Она надела ночную рубашку и поднялась по лестнице. Осторожно приоткрыла дверь наверху и заглянула на первый этаж дома. Он был гостеприимно темным. Пройдя через гостиную и слегка раздвинув шторы, она увидела, что наступила ночь.
Через несколько мгновений она уже вышла на улицу, быстро шагала по тротуару, горя энергией, какую не чувствовала столько времени, сколько могла вспомнить. Дома по обе стороны улицы казались высокомерными чудовищами, их окна – черными и тихими, как небо над ее головой. Пасть космоса в великолепном молчании распахнулась под самой поверхностью ее мыслей. Ей хотелось утонуть в нем, но она не могла сообразить, как это сделать. Каждое темное здание походило на склеп, и ей приходилось напоминать себе, что заходить туда нельзя, потому что там живут люди, эти копошащиеся, брызжущие жидкостью организмы, и что покой, которого она ищет, будет обретен где-то в другом месте.
Она вспомнила, куда может пойти. Ускорила шаг; ее ночная рубашка – та, в которую она была одета той ночью, когда человек оставил ее в воде, теперь чистая и белая, – была почти эфемерной в холодном воздухе и стелилась за ней, будто призрачная дымка. Через несколько сотен футов узкая пригородная дорога достигала вершины холма, а дальше – пронзала купол тусклого сияния. Город, что жег огни, отгоняя ночь.

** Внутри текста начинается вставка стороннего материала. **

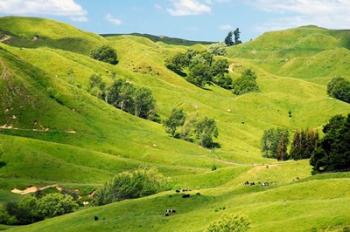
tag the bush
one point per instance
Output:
(205, 131)
(339, 88)
(246, 83)
(56, 204)
(97, 87)
(230, 223)
(333, 151)
(176, 119)
(136, 101)
(128, 185)
(105, 54)
(304, 144)
(274, 144)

Впереди на тротуаре что-то лежало, и, приближаясь к этому, она замедлила шаг. Это была малиновка, брюхо ее оказалось разорвано, кишки – выедены. Муравьи лентой затекали внутрь, а после извилистым путем уходили в траву. Она подняла птицу и прижала к лицу. Муравьи переполошились, разбежались по перьям, по ее ладони, по руке. Она не обращала на них внимания.
Глаза птицы были остекленелыми и черными, словно маленькие кусочки оникса. Клюв ее был раскрыт, и в нем виднелась мягкая красная мышца языка. В горле что-то двигалось и блестело.

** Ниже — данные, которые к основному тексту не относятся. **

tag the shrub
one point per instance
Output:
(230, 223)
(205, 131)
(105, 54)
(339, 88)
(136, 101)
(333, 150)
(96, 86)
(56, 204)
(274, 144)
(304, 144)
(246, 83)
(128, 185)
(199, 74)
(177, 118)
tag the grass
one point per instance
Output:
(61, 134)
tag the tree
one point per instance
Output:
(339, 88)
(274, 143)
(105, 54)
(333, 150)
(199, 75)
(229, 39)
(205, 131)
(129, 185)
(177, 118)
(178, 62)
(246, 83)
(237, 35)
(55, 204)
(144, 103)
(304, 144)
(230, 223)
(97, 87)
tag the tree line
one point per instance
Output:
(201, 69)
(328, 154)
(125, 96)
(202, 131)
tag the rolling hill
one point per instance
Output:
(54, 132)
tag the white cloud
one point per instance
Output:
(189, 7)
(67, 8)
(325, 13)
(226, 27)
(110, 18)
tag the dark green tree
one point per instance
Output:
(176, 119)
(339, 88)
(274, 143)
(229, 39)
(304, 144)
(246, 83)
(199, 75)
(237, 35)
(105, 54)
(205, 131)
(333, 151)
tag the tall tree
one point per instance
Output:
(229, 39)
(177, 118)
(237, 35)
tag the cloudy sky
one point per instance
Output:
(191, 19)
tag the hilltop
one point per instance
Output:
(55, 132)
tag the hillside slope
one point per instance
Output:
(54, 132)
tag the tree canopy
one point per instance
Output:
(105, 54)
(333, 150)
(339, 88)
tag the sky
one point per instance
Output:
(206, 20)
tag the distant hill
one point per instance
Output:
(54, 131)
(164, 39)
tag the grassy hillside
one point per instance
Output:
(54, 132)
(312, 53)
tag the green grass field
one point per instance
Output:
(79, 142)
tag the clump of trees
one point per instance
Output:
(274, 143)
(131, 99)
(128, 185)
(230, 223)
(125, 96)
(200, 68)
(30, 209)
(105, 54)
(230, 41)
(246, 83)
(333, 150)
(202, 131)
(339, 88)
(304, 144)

Она продолжила идти, прижимая малиновку к себе. Она не чувствовала, как муравьи ползут вверх по ее руке, по шее, забираются в волосы. Птица была чудом красоты.

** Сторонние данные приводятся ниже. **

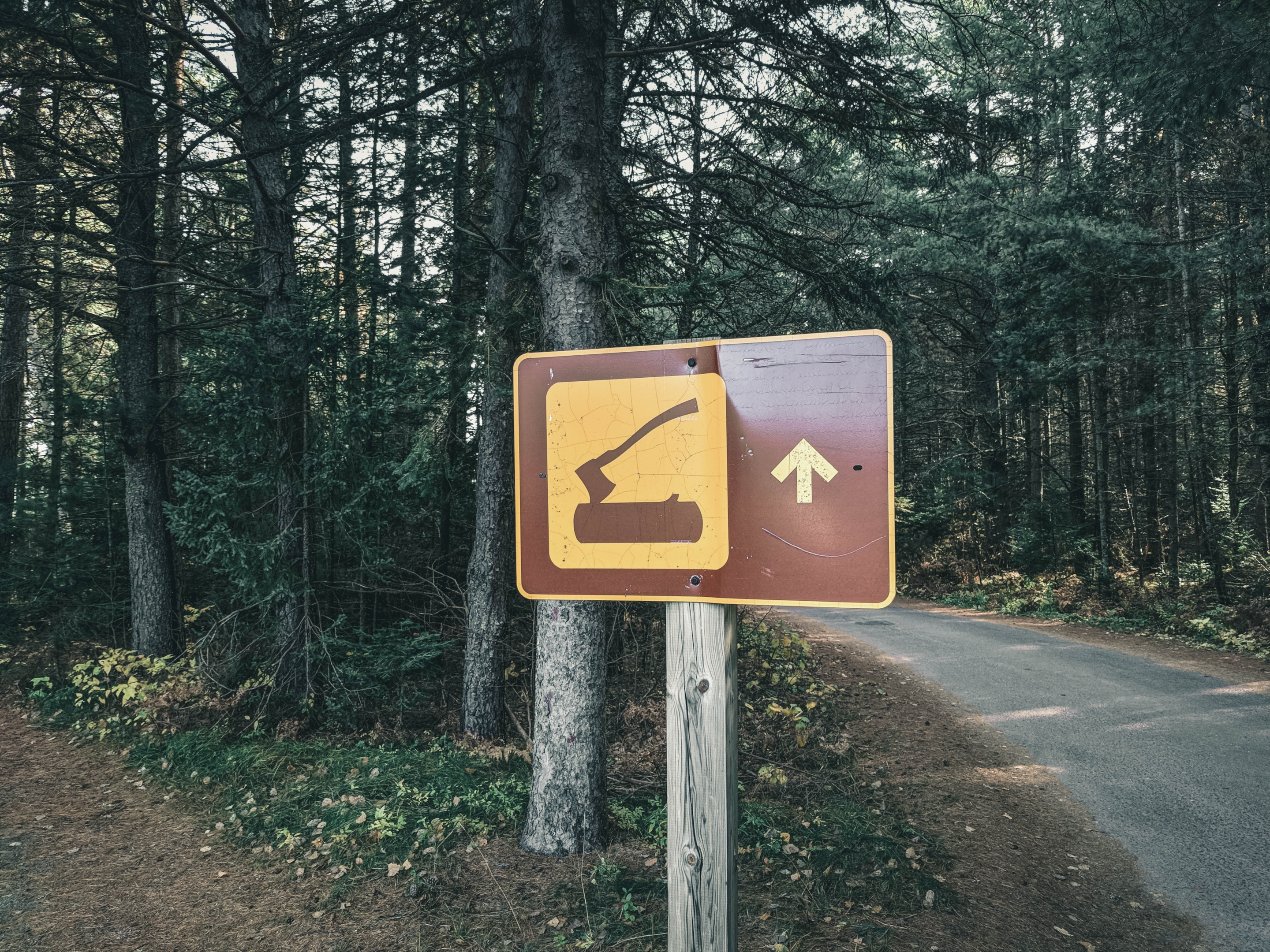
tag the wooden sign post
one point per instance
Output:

Пригород заканчивался у шоссе, точно остров – у моря. Она повернула на восток – город, светившийся теперь ярче, оказался справа от нее – и продолжила путь. Чем дальше она заходила, тем более неровным становился тротуар, местами сломанный, приправленный камнями и битыми стеклами. Она не замечала ничего. Движение на дороге было легким, но постоянным, и поднятый машинами ветер шевелил ее волосы и прижимал ночнушку к телу. Кто-то надавил на сигнал, проезжая мимо, и что-то задорно крикнул в открытое окно.